Serengeti Breweries’ plant in Moshi Tanzania. The competition authority had in July 2015 threatened to revoke the Serengeti deal, citing breach of takeover conditions.
In Summary
  • EABL took the deal as part of an agreement with Tanzania’s Fair Competition Commission to bring to closure proceedings on its acquisition of Serengeti Breweries in 2010.
  • The conversion will give other shareholders in Serengeti Breweries huge valuation gains as they will not be injecting new capital to match EABL but will retain their current stake in the brewer.
  • Besides the capital restructuring, EABL recently paid an undisclosed fine to the Tanzanian Competition Authority due to failure to keep to the acquisition terms.
East African Breweries (EABL) is expected to retain its shareholding in Serengeti Breweries at 51 per cent even after converting Ksh15.3 billion ($150 million) loan to the subsidiary to equity, a move that will result in an estimated five per cent profit drop.

EABL took the deal as part of an agreement with Tanzania’s Fair Competition Commission to bring to closure proceedings on its acquisition of Serengeti Breweries in 2010.

The competition authority had in July 2015 threatened to revoke the Serengeti deal, citing breach of takeover conditions.

The conversion will give other shareholders in Serengeti Breweries huge valuation gains as they will not be injecting new capital to match EABL but will retain their current stake in the brewer.

At the same time it is expected to hit EABL with revaluation losses that analysts estimate will result to five per cent drop in profitability.

“East African Breweries Ltd had an outstanding long term investment loan with Serengeti Breweries Ltd (SBL) of Ksh15.3 billion ($150 million) as at 30 June 2017.

“EABL has entered into a commitment to restructure the business of SBL through conversion of this intercompany long term investment loan and interest to equity,” said EABL in its annual report.

Reneging on promises
The competition commission had accused EABL of reneging on promises made during the acquisition which included helping Serengeti increase its sales, gain market share and grow shareholders’ value through capital investments.

Serengeti Breweries has reported losses in the past two years of Ksh1.7 billion ($17 million) in the year ended June and Ksh1.4 billion ($14 million) in 2016.

Its market share is estimated at 24 per cent, an improvement from 20 per cent two years ago, but still lower than the 28 per cent the brewer enjoyed during acquisition.

“We believe that the conversion disservices EABL with a potential one-off revaluation loss. As a result, we forecast 4.7 per cent decline in full year profit before tax to Ksh12.7 billion ($127 million),” said analysts at Sterling Capital.

EABL acquired its stake at Ksh5 billion ($50 million) in 2010 indicating the conversion of Ksh15.3 billion ($150 million) without dilution of other existing shareholders will have to be tailored in a complex transaction.

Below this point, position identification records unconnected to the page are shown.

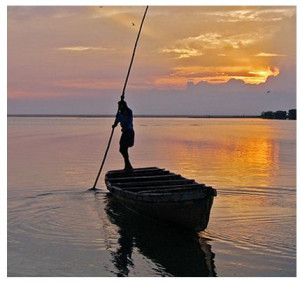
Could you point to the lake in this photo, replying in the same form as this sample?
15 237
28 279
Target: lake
58 228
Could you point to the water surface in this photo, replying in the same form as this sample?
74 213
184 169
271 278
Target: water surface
57 228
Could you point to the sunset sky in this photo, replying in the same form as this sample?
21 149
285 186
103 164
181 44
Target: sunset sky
190 60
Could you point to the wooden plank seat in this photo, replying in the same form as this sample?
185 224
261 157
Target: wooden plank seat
154 183
152 188
143 178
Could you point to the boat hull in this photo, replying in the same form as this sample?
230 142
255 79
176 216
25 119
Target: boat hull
188 209
192 214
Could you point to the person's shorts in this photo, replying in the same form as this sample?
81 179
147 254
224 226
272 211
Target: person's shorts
127 138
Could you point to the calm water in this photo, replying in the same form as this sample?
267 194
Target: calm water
57 228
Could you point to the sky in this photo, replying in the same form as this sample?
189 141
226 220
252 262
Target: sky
190 60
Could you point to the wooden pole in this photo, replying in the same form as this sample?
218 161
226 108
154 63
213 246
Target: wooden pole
122 98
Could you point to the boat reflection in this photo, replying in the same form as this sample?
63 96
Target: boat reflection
173 251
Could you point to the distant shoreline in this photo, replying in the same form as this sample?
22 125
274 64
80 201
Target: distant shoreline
138 116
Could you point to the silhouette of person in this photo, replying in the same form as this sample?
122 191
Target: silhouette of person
125 118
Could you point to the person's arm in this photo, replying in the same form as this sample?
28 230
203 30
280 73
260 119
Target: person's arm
117 120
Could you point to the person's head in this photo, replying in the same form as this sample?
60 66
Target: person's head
122 105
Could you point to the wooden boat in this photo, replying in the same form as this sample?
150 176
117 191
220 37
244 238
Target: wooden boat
163 195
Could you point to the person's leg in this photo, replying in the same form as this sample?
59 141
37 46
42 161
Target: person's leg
124 152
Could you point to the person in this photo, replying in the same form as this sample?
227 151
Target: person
125 118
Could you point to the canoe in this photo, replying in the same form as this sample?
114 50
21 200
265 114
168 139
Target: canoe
163 195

At the time of purchase EABL paid a Sh2.9 billion ($29 million) premium arguing that the amount reflected the anticipated synergies and benefits of acquiring Serengeti’s customers.

The company wrote off Ksh285 million ($2.85 million) of that premium, known as goodwill, in the year ended June in what signals weaker-than-expected performance of the subsidiary.

Fine

Besides the capital restructuring, EABL recently paid an undisclosed fine to the Tanzanian Competition Authority due to failure to keep to the acquisition terms.

Notably, its contingent liabilities shot up last year when it said it settled the fine to Ksh793 million ($7.93 million) from Ksh298 million ($2.98 million) giving indication of the size of the penalty.

The capital restructuring exercise is set to be complete this financial year.